O texto reconhece que o principal mentor da campanha abolicionista no poderoso império britânico foi Thomas Clarkson, um advogado que, desde jovem e por toda a vida, se dedicou à tarefa, como um precursor do que hoje conhecemos como ‘direitos humanos’. Foi ele quem, entre atividades de agitação e informação pública, persuadiu o conservador moralista Wilberforce a abraçar a causa no parlamento, cuja maioria representava justamente os interesses dos investidores naquele lucrativo comércio – incluindo parcela importante da igreja anglicana.
Sociedade vitoriosa
Não foi uma campanha fácil. A opinião pública nos grandes centros europeus consumidores de açúcar, ouro e outras iguarias produzidas nas colônias praticamente desconhecia as condições sociais de produção e do trabalho escravo nas terras longínquas da África, das Américas e do Caribe.

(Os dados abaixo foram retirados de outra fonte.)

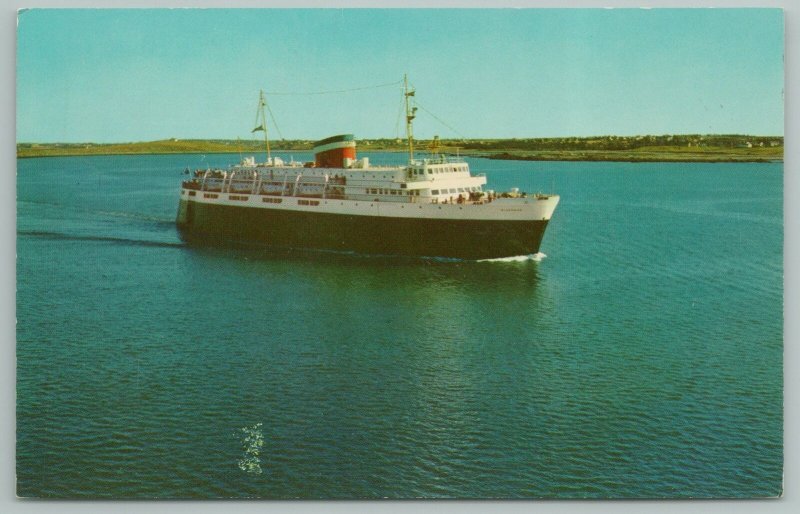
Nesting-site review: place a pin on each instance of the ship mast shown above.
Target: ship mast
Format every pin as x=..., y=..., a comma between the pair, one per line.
x=410, y=115
x=260, y=114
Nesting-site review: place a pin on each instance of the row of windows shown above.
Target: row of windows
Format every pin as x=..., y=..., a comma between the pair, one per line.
x=382, y=191
x=454, y=190
x=431, y=171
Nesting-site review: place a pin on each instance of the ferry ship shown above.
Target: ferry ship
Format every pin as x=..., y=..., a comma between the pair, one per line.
x=430, y=207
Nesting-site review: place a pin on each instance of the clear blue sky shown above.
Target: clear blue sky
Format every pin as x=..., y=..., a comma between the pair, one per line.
x=140, y=75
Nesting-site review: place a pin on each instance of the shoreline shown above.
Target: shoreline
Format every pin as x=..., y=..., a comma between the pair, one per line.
x=732, y=148
x=607, y=157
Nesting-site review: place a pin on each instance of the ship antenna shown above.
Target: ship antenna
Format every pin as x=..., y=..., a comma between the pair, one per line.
x=262, y=102
x=410, y=115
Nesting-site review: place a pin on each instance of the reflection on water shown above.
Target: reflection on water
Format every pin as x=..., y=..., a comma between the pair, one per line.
x=252, y=442
x=641, y=358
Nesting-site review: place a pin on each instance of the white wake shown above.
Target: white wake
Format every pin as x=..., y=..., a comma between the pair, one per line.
x=536, y=257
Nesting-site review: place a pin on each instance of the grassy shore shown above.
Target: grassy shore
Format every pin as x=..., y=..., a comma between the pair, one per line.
x=683, y=148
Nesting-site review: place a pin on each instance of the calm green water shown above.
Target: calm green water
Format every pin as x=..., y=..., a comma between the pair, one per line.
x=641, y=358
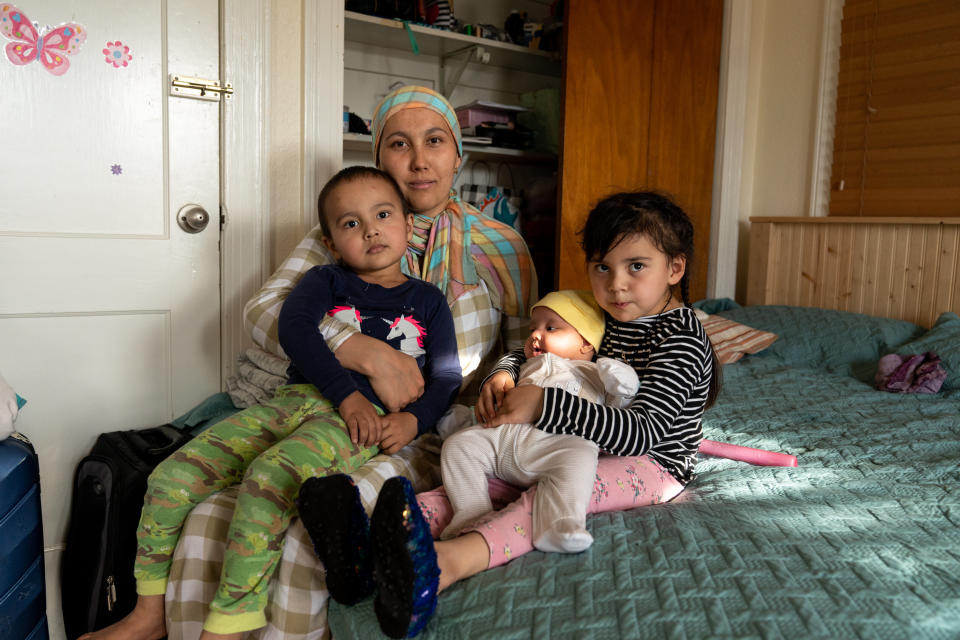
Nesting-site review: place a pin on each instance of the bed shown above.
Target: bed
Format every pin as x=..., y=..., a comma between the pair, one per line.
x=860, y=540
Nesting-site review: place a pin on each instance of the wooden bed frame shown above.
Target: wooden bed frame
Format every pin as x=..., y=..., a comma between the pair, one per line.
x=904, y=268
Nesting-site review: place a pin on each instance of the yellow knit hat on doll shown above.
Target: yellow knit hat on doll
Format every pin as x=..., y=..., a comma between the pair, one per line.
x=579, y=309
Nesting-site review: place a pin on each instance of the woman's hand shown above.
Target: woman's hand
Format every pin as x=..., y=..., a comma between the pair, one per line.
x=363, y=422
x=491, y=395
x=521, y=405
x=394, y=376
x=398, y=430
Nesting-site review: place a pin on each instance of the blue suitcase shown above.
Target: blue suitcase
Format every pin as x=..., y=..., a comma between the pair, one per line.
x=22, y=596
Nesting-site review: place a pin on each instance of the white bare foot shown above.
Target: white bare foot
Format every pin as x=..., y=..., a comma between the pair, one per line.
x=145, y=622
x=461, y=558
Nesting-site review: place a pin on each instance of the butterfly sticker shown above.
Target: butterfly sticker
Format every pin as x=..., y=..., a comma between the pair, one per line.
x=50, y=48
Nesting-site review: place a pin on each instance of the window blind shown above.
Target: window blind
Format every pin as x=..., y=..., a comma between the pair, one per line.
x=896, y=148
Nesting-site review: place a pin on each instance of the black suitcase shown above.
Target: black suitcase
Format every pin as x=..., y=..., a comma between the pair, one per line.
x=96, y=574
x=23, y=602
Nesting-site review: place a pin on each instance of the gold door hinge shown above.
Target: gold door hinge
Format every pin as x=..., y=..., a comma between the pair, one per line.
x=198, y=88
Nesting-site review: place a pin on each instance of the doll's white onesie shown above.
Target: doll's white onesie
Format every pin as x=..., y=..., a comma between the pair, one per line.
x=562, y=466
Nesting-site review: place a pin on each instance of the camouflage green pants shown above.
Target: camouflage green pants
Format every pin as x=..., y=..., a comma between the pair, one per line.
x=270, y=449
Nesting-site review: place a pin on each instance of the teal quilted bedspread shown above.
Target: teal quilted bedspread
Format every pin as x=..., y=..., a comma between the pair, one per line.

Clarkson e colaboradores, aos quais se deve a primeira imagem dos porões de um navio negreiro apinhado de escravos (ele mandou imprimir e distribuir 700 cópias pelo país, chocando a muitos), tiveram de agir na ofensiva. Ele organizou o primeiro boicote ao consumo de açúcar produzido pelos escravocratas, com adesão de mais de 300 mil britânicos e desestabilizando o mercado.

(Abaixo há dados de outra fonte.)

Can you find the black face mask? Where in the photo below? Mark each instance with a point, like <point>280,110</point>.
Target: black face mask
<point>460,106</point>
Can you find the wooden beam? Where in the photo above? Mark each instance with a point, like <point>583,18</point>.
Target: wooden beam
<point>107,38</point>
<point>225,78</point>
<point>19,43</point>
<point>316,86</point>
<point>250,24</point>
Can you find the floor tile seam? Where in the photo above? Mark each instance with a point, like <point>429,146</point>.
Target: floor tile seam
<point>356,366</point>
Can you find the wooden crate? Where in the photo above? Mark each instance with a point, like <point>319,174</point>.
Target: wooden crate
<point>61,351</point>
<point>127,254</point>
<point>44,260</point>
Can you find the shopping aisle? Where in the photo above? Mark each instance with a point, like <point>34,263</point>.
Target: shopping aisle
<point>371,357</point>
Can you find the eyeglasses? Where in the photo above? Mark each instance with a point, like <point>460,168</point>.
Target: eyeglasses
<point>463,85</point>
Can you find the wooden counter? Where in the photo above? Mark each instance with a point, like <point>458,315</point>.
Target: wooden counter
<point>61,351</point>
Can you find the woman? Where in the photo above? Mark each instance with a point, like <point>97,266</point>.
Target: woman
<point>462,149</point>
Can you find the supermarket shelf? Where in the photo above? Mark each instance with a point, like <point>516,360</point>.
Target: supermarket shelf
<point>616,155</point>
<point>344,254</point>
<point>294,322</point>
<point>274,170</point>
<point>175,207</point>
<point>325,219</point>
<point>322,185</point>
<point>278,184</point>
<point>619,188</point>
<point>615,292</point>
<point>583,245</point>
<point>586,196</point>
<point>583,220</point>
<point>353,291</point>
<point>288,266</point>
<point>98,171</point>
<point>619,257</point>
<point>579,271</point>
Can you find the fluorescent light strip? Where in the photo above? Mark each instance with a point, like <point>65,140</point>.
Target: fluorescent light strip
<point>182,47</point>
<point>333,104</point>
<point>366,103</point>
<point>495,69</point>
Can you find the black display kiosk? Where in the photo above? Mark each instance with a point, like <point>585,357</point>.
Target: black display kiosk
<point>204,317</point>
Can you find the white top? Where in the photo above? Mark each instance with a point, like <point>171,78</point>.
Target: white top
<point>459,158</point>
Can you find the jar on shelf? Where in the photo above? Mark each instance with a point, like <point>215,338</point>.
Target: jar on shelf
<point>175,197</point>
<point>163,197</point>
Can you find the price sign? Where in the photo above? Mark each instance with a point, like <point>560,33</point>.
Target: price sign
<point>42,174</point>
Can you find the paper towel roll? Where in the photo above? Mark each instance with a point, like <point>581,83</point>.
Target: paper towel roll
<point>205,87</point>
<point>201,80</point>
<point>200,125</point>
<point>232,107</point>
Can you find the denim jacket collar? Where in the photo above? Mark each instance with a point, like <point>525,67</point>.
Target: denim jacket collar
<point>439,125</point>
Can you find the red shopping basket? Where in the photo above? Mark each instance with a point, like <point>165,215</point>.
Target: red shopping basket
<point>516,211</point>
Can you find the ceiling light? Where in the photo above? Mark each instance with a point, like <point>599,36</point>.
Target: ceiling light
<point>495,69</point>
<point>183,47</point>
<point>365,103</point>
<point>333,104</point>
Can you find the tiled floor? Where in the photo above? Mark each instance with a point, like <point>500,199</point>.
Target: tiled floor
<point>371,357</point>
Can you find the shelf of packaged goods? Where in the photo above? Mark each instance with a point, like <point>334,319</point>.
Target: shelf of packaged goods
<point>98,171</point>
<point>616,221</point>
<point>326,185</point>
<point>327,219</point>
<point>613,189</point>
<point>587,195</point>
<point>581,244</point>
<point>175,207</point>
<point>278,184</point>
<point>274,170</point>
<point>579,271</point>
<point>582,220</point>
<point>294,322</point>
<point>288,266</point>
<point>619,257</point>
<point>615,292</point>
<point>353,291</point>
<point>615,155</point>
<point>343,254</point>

A matéria de The Economist também destaca a participação dos senhores da guerra africanos para o êxito do comércio escravo. Observa, por exemplo, que ‘muitos dos escravos vendidos aos europeus foram homens e mulheres capturados nas batalhas entre tribos como Asante e Acan’.
Tão integral era o comércio de escravos em muitas sociedades africanas no período que Zey, um rei de Asante, 62 anos depois da abolição, ainda em 1872, escrevia à coroa inglesa insistindo no restabelecimento do negócio. Mas acrescenta que antes do comércio com os europeus, escravos feitos em guerras podiam eventualmente ser integrados à nova sociedade vitoriosa como parte dela.
Obstáculo à reconciliação
Todo o texto é construído para destacar a crueldade da escravidão, comparada pela revista ao holocausto nazista. Ressalta que os 200 anos da lei abolicionista inglesa, cujas repercussões foram poderosíssimas no contexto da época – quando a Grã-Bretanha agia como maior poder controlador dos oceanos, por sua vez principal via de comunicação do comércio –, estão ensejando uma série de debates sobre as responsabilidades dos países beneficiários do tráfico negreiro. Não somente em relação ao atual status da África, de onde teriam sido seqüestrados mais de 20 milhões de escravos entre os séculos 15 e 19, mas também no que diz respeito aos descendentes daqueles escravos hoje espalhados pelas Américas.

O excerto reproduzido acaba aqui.